Sid translation of FSP's from group memberships

My apologies if this is a bit convoluted for my first post here but I’m at my wits end on this. I have a script which audits certain groups within a trusted domain for membership changes, adds, removes and the dates associated. For some group members who are cross domains I’m obviously getting the sid in place of the account name. I’m needing a way to translate these sids and keep the formatting provided in the script as this is for non-technical auditing types. My code is below and followed by this is the report formatting:

 

 

Support Services

S-1-5-21-1565465683-344022488-928725530-11781,03/05/2018 17:44:55 - needs translation

User Numberone ,11/03/2017 09:12:44

Enterprise Admins

$AZSYNC,11/30/2017 12:39:35

 

Operations-Admins

S-1-5-21-1565465683-344022488-928725530-339742,06/11/2018 16:47:29 - needs translation

S-1-5-21-1565465683-344022488-928725530-402282,06/01/2018 15:27:08 - " "

S-1-5-21-1565465683-344022488-928725530-84525,04/23/2018 10:17:04 - " "

$admin,03/23/2018 14:41:51

S-1-5-21-1565465683-344022488-928725530-347271,01/08/2018 13:32:46

S-1-5-21-1565465683-344022488-928725530-353447,01/05/2018 10:01:07

 

Not exactly sure what you’re after but have you tried and do e.g.

get-aduser -filter "SID -eq 'S-1-5-21-1565465683-344022488-928725530-353447'" -server 'dc in other domain'

If that works for you then it should be simple to add an IF statement if you have a SID for the account name and then make a seperate call to the other domain.

But again not sure if that is what you’re looking for.

This does seem to work, but I’m curious as to how the if statement would format the output. Its going to auditors so this needs to remain in the same format/place. I could probably make my life easier by just ouputting the group memberships after the initial report but I’d like to work through this first. Seems not many have come across this issue or have no need for it :confused:

Well I would refactor lines 21-24 to something like this:

foreach ($member in (Get-ADGroup -server $domain -Filter {Name -eq $group} -Properties Members).Members)
{
    $memberData = Get-ADObject $member -Properties whenCreated
    $name = ""

    if($memberData.Name -like "S-1-5-*")
    {
        $name = (Get-ADuser -filter "SID -eq '$memberData.Name'" -Server 'dc in other domain').Name
    }
    else
    {
        $name = $memberData.Name
    }

    "`t`t$($name),$($memberData.whenCreated)" | Out-File -FilePath $outputfile -Append
}

So first $memberData collects the necessary information in one call instead of two seperate calls.
Next the if-statement evaluates the name value, if it looks like a SID then check against the other domain.
If it doesn’t look like a SID, just grab the name as in your current code.
Last step, create the string you want using the $name variable and the whencreated from the $memberData variable.

So I hate that I wasted your time.
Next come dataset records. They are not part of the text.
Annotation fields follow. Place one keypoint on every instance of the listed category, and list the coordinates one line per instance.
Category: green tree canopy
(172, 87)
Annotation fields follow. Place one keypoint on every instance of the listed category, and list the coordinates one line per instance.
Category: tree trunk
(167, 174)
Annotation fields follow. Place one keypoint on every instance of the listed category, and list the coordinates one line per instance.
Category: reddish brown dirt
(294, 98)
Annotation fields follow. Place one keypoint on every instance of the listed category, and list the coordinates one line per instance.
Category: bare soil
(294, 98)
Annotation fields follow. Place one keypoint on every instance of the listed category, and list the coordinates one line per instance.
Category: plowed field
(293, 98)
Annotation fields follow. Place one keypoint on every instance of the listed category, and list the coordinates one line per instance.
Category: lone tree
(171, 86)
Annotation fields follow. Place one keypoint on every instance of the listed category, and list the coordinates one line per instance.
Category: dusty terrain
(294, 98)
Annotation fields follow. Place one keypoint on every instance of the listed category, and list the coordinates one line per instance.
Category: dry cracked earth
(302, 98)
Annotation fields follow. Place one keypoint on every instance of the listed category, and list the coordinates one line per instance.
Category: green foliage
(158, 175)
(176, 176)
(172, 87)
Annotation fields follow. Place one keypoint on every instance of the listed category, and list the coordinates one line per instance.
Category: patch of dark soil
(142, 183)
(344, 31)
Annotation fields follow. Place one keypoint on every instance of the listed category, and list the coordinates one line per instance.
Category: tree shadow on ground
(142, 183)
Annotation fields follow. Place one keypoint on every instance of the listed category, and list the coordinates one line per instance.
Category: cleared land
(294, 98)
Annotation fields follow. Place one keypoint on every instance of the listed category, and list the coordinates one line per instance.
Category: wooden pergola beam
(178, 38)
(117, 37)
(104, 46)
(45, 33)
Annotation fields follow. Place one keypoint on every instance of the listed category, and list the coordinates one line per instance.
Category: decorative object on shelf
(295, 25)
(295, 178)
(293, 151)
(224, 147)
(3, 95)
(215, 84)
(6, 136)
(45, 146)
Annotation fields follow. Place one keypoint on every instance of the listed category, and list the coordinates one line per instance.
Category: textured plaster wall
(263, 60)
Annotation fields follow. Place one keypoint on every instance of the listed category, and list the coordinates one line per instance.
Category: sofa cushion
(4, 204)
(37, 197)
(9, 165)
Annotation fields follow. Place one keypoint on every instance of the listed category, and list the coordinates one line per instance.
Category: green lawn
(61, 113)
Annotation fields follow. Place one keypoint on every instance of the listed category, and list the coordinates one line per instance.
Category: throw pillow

It turns out I can accomplish this by querying the principal name instead of just name. So for instance:

 

"`t`t$((Get-ADObject $member).Name),$((Get-ADObject $member -Properties whenCreated).whenCreated)" | Out-File -FilePath $outputfile -Append

vs

"`t`t$((Get-ADObject $member -Properties "msDS-PrincipalName")."msDS-PrincipalName")),$((Get-ADObject $me

No problem, whatever works :slight_smile:

But you should probably look at the number of times you query the DC’s.
At least if there is a lot of users you look up.

Haven’t thought about this in the past but the domain its querying isnt large at all. I really appreciate your help however.